RPI Project Continued

This will probably be my last RPI post. It probably hasn't been as successful a project as I'd hoped. Ehh.

Anyway, as the rounds progress, and the superior teams advance, the better teams are probably going to win over a worse team even if that worse team is "underrated."

In Round 2, this was pretty clearly evident.

The "more underrated" teams went 6-8 in the second round (2 games neither team was "more underrated"). But that doesn't really tell the story either.

There were 6 games where one team was underrated by the committee and playing a team seeded higher. Cincinnati, Southern Illinois, Pacific, Bucknell and Vermont all lost. Villanova won, but they were playing a team only seeded one spot higher.

I now propose that the only analysis that matters from here on won't be whether a team is underrated or overrated, but rather which team the RPI has rated higher, regardless of seed by the committee. New and Old RPI ratings in parentheses.

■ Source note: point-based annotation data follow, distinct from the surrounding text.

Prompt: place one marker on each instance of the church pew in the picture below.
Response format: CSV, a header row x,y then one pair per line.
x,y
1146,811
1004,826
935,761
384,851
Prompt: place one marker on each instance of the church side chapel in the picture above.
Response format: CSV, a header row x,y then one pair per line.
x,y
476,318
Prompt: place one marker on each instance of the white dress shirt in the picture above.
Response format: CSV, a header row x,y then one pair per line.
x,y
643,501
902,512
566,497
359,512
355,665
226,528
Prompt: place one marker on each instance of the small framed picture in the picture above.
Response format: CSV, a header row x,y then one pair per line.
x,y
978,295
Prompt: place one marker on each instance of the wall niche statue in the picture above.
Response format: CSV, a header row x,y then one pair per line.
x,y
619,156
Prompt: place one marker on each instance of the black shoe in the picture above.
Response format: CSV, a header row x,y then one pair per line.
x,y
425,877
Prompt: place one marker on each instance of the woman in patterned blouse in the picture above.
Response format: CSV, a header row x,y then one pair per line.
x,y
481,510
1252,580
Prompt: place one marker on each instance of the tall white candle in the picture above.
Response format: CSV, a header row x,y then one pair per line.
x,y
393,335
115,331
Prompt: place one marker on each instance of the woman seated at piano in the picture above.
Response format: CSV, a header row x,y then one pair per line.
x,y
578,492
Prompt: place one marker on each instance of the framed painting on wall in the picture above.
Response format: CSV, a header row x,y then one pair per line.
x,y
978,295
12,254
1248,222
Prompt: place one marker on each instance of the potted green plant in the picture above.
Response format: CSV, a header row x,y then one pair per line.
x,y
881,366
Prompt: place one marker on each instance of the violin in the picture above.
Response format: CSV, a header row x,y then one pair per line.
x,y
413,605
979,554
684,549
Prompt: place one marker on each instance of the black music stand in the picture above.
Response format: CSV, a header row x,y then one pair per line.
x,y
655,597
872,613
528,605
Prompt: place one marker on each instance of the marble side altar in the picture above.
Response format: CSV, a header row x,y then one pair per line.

Illinois (1,2) vs. UW-Milwaukee (47, 50)
Oklahoma St. (4, 4) vs. Arizona (9, 9)
Washington (3, 6) vs. Louisville (12, 11)
Texas Tech (29, 27) vs. West Virginia (44, 31)
UNC (6, 5) vs. Villanova (15, 14)
Wisconsin (14, 17) vs. NC State (54, 45)
Duke (5, 3) vs. Michigan State (24, 22)
Kentucky (10, 10) vs. Utah (23, 25)

The higher seeded teams are all rated higher by the RPI. Not much to get out of this. Oh well. It might've helped pick an upset or two, and might've had some gambling use, but I'm not going to put in the time to prove a thesis I'm not sure I really believe in.